Она приучала Кремль к себе, к тому, чтобы ее отсутствие вызывало недоумение и вопросы. Она оставалась равнодушной к косым взглядам приверженцев традиций, ее не смущала ни сила, ни количество ее врагов. Но, с тех пор как Милославский произнес фамилию Голицыных в числе ее противников, она безотступно думала об одном человеке – князе Василии Васильевиче Голицыне. Впервые увидев его в толпе окольничих, Софья задержала на нем свой взгляд чуть дольше, чем на других, – и запомнила сразу, всего: стройный, осанистый, длинные волнистые белокурые волосы, прямой породистый нос на продолговатом лице с мягкой светло-русой бородкой, вдумчивые голубые глаза, благородные маленькие руки… Отныне в любой толпе ее глаза безошибочно выхватывали его лицо, прежде всех остальных. Она видела, что он не такой, как все, – одет не богаче, а изысканнее, держится не величавее, а изящнее, образованный, иначе понимает, иначе говорит. Она надеялась, что иначе и думает. Ведь он не похож на других. Но и она не похожа на других. Неужели они – враги? Какая нелепость! Не может быть!..
Как-то раз Голицын обратился к Федору Алексеевичу с необычной просьбой. Речь шла о женщине, убившей мужа: ее по обычаю закопали в землю. Голицын просил откопать ее, пока не задохлась, и заключить в монастырь – так будет более по-христиански. Бояре возмутились. Как, помиловать убийцу мужа? Царь колебался. Софья горячо вмешалась, воззвала к патриарху Иоакиму, к брату, прося проявить милосердие. Патриарх не возражал. Послали гонца с приказом откопать виновную. Во взгляде Голицына Софья прочла благодарность.
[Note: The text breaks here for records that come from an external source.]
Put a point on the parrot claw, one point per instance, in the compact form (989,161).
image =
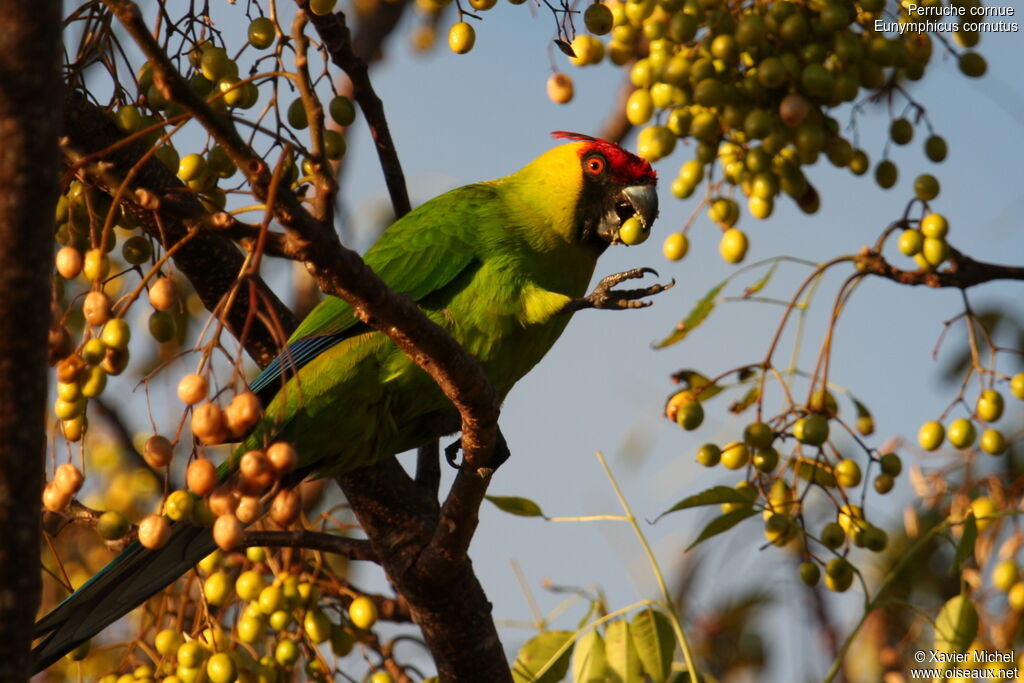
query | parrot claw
(498,456)
(605,297)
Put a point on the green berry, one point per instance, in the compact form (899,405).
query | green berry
(758,435)
(342,111)
(901,131)
(709,455)
(926,186)
(765,459)
(833,536)
(812,430)
(839,574)
(735,456)
(690,415)
(935,148)
(891,464)
(810,573)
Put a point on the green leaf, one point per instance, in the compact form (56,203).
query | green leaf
(589,658)
(700,311)
(966,546)
(517,506)
(723,523)
(621,653)
(655,643)
(760,285)
(956,625)
(538,652)
(713,496)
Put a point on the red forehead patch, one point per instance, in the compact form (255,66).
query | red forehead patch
(626,166)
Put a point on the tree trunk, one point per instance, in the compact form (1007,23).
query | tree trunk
(446,600)
(30,111)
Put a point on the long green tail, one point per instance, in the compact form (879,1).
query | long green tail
(128,581)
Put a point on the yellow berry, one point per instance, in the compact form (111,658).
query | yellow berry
(676,245)
(461,38)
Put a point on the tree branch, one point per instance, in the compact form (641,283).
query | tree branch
(30,120)
(353,549)
(963,271)
(338,40)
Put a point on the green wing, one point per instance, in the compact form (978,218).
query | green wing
(417,255)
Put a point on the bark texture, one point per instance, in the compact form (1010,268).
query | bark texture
(30,110)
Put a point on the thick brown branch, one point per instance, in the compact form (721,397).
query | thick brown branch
(353,549)
(963,271)
(30,119)
(338,40)
(374,27)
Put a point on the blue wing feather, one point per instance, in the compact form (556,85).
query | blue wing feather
(400,258)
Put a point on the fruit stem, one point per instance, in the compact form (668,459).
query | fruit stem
(666,596)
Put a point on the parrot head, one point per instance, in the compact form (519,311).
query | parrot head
(616,186)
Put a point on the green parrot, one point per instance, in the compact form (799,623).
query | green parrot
(501,265)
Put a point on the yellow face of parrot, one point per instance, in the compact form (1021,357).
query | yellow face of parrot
(603,194)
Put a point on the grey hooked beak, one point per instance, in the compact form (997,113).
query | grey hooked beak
(643,199)
(636,201)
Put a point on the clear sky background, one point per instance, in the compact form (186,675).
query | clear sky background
(459,119)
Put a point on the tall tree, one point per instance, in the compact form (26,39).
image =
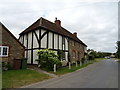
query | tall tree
(118,49)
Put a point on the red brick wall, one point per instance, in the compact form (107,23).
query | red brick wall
(16,50)
(76,51)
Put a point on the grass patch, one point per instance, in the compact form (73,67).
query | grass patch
(65,70)
(98,59)
(18,78)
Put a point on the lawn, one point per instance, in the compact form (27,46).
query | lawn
(18,78)
(65,70)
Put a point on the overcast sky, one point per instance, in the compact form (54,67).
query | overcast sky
(95,21)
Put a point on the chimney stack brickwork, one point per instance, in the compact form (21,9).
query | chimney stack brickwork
(75,34)
(57,22)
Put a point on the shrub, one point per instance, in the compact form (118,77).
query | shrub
(83,59)
(47,59)
(6,66)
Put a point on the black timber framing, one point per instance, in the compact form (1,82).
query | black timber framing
(58,41)
(23,39)
(53,42)
(44,34)
(47,39)
(32,50)
(45,48)
(27,46)
(39,38)
(36,36)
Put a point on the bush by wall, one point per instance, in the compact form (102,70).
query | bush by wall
(47,59)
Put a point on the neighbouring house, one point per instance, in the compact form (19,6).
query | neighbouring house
(10,48)
(44,34)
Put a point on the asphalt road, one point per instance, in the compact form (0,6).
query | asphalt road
(99,75)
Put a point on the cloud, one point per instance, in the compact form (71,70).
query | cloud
(95,21)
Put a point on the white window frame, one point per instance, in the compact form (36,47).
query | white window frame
(1,54)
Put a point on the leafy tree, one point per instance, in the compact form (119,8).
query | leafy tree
(48,58)
(118,50)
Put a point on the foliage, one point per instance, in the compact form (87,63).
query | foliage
(118,50)
(18,78)
(60,54)
(93,54)
(48,58)
(6,66)
(83,59)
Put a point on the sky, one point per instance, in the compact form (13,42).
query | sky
(95,21)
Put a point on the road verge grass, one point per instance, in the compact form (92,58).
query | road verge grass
(18,78)
(65,70)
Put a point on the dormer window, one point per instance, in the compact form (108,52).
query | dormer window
(4,51)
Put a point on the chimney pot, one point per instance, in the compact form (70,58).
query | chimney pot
(75,34)
(57,22)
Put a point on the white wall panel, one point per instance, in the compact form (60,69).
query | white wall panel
(21,39)
(55,41)
(50,40)
(44,42)
(35,56)
(66,44)
(25,40)
(35,42)
(29,56)
(37,32)
(66,56)
(42,31)
(29,40)
(60,42)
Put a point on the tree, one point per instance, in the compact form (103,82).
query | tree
(118,50)
(47,59)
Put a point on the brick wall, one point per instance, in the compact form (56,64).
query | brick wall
(16,50)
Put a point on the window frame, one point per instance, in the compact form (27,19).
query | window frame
(1,54)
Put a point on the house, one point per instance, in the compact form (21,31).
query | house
(10,47)
(44,34)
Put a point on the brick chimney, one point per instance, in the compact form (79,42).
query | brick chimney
(57,22)
(75,34)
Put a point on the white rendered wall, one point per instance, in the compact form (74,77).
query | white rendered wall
(25,40)
(50,40)
(35,56)
(35,42)
(66,44)
(43,40)
(60,42)
(29,56)
(29,40)
(55,41)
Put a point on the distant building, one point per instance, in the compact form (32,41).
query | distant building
(45,34)
(10,47)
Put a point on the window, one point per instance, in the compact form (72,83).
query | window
(73,43)
(73,54)
(63,56)
(3,51)
(63,43)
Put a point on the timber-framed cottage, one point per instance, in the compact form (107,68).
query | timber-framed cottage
(44,34)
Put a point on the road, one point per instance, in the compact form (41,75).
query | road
(103,74)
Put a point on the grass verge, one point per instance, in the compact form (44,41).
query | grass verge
(65,70)
(18,78)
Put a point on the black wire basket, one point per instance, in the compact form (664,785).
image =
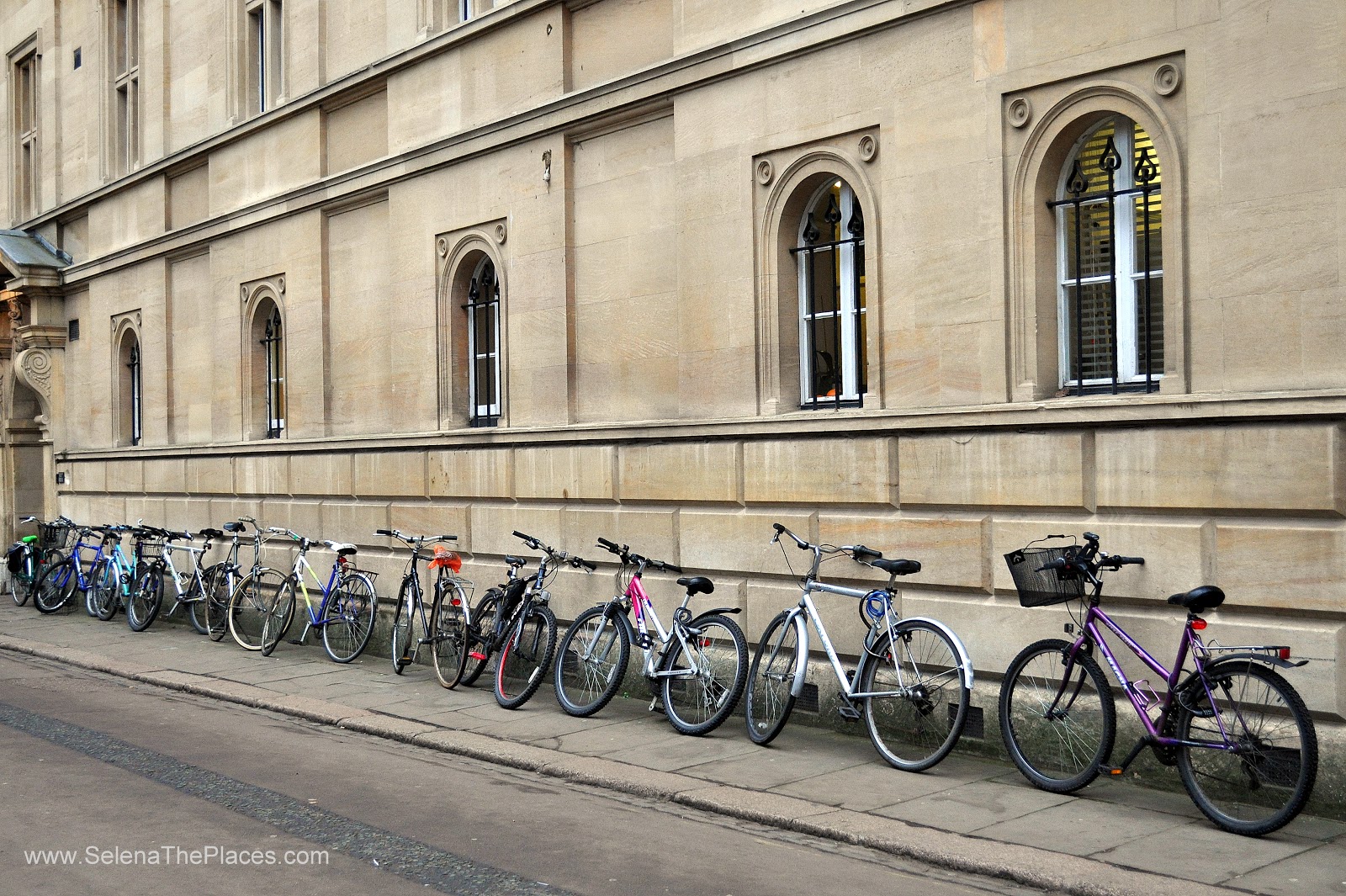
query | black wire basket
(1050,586)
(53,536)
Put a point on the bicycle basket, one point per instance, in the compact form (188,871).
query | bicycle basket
(53,534)
(1047,587)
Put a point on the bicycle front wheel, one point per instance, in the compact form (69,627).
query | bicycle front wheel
(249,604)
(924,707)
(771,677)
(146,599)
(276,618)
(525,657)
(54,588)
(591,660)
(448,634)
(350,618)
(1263,758)
(1057,718)
(708,674)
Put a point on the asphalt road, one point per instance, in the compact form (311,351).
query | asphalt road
(148,792)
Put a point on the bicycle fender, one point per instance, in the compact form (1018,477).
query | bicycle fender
(1258,658)
(964,660)
(715,612)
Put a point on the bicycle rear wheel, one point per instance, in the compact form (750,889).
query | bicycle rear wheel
(1057,743)
(448,634)
(591,660)
(710,681)
(54,587)
(1265,782)
(771,680)
(478,633)
(278,615)
(350,618)
(922,720)
(248,607)
(525,657)
(146,597)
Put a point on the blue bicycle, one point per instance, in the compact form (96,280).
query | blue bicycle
(58,583)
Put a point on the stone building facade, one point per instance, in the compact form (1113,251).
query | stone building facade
(939,276)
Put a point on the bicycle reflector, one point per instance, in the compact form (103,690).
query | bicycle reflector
(446,559)
(875,603)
Обстоятельства их знакомства неизвестны. Кажется, Голицын был в этом деле пассивной стороной. Софья сделалась для него необходимой раньше, чем он понял, что ему интересно с ней. Голицын страдал от окружавшего его безмолвия. Ведь говорить обо всем том, что он ежедневно слышит при дворе, – не все ли равно что немотствовать, бессмысленно мычать? Науки, искусства, законы для этих людей – пустой звук, они не способны понять даже свое убожество. Кваканьем не опишешь ничего, кроме болота. Тоскуя по ученой беседе, томясь в своем великолепном дворце, построенном и отделанном в итальянском вкусе, с дорогими венецианскими зеркалами, со стенами и потолками, расписанными картами звездного неба и знаками Зодиака, Голицын как праздника ожидал приезда новых иностранных послов или возвращения московских – хоть эти редко могли толком рассказать о том, что видели. Правда, под рукой всегда были кукуйские немцы, но их Голицын не особенно жаловал – в большинстве своем сволочь, наемная солдатня, отбросы цивилизованного мира. Предпочитал им заботливо подобранное мысленное общество благородных мужей: европейских философов, юристов, писателей. Книги говорили о вещах, событиях, делах, отношениях, людях, которых он не знал, не видел вокруг себя, но которые – странное дело – иной раз представлялись ему гораздо более вещественными, реальными, осязательными, чем все то, что окружало его. Живые цветы Тосканы распускались на морозных стеклах его кабинета, герои и боги толпились в передней, белоснежная тога на плечах взывала к деяниям великих римлян; и тогда его собственный дворец казался ему всего лишь прихотливой роскошной грезой, на мгновение украсившей беспробудный темный сон Охотного ряда. Порой от чтения делалось невыносимо тяжело. Кому здесь нужно все это? Кто воодушевлен стремлением распространить просвещение, улучшить нравы, насадить ростки свободы? Живем в своем затхлом углу, отгородились от остальных людей сатанинским высокомерием. А за этим забором-то что? Грязь, жестокость, грубость, невежество. Пьяниц прощаем, жалеем, а шахматистов кнутом наказываем. Тревожные мысли теснились в голове, выстраивались в проекты преобразований, просились на бумагу. Он записывал их, сверял с мнениями живущих и умерших авторитетов, исправлял, улучшал. Потом в отчаяние бросал перо. Для кого он это пишет – для себя?